サフィーナたち人間にしてみれば、充分な対価を提示してくれての主神要求に納得していた。確かに主神であれば、国の根幹を支えることになる特殊法と監督局の後見として申し分ない。アクバラー王国とは異なる主神を祀ることで全く異なる国であるという宣言にもなる。サフィーナたち新王国首脳にとってみれば、アダーラの申し出と要求は充分に納得できることであり、受け入れることの出来るものだった。
「うむ、神殿も神官もそなたたちに任せよう。そなたら人間が『正義と裁きの神』に相応しきものと思う神殿を建て、神官を選ぶがよい」
すんなりと希望が通ったことにアダーラは内心ドキドキしながら、神らしく告げた。実はアダーラは神々の中では年若い。ゆえに意外と謙虚で若干小心者だった。正義と裁きの神は法と秩序も司っており、神々の中では尊大さや傲岸さよりも真面目さが強い性質なのだ。

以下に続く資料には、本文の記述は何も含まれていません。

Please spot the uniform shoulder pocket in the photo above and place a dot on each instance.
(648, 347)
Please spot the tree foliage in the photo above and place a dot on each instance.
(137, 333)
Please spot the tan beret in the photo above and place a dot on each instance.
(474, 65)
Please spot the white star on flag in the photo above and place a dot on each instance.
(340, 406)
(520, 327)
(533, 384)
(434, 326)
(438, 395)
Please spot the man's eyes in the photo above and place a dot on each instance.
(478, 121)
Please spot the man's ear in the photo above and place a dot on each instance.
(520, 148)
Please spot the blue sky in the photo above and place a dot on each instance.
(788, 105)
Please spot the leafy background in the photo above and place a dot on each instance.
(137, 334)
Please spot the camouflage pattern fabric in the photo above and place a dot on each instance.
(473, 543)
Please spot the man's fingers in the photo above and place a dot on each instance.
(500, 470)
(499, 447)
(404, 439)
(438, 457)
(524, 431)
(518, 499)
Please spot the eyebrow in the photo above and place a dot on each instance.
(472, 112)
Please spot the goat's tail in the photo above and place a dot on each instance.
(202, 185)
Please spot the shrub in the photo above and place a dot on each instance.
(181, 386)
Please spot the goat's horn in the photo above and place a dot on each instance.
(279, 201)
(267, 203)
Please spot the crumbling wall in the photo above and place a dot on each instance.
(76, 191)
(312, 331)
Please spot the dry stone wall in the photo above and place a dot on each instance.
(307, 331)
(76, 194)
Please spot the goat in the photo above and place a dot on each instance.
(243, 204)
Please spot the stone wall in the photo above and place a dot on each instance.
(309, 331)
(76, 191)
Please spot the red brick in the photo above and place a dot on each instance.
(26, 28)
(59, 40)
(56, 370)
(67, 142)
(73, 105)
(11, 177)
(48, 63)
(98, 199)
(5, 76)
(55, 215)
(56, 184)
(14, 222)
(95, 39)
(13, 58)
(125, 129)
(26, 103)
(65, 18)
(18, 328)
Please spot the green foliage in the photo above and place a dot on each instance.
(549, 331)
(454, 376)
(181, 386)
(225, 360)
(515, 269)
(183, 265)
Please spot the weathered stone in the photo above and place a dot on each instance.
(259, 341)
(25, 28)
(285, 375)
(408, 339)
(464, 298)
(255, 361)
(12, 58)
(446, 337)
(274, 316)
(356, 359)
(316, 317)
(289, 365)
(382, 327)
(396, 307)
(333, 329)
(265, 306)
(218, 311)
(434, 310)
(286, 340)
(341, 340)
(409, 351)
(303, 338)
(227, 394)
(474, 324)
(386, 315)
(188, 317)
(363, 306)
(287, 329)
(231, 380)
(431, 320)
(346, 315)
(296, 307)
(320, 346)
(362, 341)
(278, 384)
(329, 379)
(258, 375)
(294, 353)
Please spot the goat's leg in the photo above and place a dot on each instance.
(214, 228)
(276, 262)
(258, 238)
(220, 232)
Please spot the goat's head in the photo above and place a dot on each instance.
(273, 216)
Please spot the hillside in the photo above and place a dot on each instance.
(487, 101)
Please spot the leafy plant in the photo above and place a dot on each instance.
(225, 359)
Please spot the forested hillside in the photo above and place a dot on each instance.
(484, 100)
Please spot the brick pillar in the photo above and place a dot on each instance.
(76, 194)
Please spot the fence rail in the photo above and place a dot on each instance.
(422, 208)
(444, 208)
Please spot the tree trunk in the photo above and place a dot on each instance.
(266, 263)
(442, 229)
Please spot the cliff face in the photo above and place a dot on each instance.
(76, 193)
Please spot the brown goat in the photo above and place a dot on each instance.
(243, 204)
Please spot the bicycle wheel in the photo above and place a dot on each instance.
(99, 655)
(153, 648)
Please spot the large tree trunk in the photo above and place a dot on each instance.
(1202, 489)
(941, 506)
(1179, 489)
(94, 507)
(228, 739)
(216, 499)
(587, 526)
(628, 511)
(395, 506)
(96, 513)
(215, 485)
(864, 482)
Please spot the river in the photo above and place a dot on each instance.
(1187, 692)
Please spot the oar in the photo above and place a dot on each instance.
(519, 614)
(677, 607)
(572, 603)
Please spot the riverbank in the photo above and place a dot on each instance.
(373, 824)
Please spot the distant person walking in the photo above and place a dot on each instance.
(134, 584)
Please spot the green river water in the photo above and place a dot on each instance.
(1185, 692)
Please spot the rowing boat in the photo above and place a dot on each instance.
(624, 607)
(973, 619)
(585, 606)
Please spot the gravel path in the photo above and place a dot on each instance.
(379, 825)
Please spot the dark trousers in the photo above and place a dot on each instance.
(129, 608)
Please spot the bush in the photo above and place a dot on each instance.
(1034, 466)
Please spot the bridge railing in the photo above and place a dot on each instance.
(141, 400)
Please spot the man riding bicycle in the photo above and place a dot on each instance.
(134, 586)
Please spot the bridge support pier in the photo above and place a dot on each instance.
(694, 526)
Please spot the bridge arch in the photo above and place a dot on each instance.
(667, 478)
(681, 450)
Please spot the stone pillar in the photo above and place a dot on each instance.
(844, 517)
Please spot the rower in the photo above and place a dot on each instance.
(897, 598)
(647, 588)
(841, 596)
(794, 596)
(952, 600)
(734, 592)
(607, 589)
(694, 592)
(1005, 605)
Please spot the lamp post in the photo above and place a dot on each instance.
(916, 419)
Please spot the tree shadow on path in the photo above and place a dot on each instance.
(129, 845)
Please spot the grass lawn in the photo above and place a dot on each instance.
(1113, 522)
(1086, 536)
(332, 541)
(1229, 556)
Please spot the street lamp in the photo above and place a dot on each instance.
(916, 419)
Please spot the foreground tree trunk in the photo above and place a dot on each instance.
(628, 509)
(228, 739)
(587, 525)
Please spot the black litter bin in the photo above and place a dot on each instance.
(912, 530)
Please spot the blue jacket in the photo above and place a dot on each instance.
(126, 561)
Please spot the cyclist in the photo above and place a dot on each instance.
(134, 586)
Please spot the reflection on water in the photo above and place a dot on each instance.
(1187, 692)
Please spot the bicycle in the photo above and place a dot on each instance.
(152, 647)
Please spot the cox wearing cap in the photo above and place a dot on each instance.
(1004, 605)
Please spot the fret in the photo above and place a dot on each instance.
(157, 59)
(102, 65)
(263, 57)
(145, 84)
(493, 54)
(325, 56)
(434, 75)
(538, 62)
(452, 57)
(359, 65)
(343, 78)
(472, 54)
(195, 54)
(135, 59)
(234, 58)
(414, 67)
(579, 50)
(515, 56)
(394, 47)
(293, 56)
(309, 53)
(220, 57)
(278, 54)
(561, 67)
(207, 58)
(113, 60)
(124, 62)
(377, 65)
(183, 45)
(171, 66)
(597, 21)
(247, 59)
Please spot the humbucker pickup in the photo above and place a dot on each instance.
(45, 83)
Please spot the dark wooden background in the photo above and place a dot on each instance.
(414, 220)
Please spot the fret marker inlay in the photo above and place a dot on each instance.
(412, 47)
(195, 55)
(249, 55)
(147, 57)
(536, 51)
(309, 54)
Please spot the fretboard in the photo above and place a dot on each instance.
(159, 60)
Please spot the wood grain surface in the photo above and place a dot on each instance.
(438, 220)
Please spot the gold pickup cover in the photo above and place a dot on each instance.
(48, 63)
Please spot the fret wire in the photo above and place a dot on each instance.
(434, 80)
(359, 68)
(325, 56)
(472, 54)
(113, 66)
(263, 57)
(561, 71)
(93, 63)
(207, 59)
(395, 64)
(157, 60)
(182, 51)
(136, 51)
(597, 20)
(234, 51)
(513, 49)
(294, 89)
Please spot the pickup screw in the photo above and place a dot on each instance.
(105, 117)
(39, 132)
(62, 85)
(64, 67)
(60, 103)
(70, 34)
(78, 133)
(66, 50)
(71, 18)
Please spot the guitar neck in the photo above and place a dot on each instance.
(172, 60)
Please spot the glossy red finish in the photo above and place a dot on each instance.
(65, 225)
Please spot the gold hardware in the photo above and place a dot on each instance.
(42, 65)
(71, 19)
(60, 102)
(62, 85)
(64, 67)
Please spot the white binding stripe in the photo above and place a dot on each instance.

「誓約に関しては、詳細をそなたら人が決めよ。反した場合は我が神罰を下す。そうさな、裁きの業火に焼かれることとするか。誓約の内容が決まれば、我を呼べ。人と神では考えも異なるゆえすり合わせと打ち合わせは必要であろう」
どこか人間臭いことを言いながら、アダーラはサフィーナたち人間の様子を窺う。勿論、表面的には神らしい尊大さを張り付けているが。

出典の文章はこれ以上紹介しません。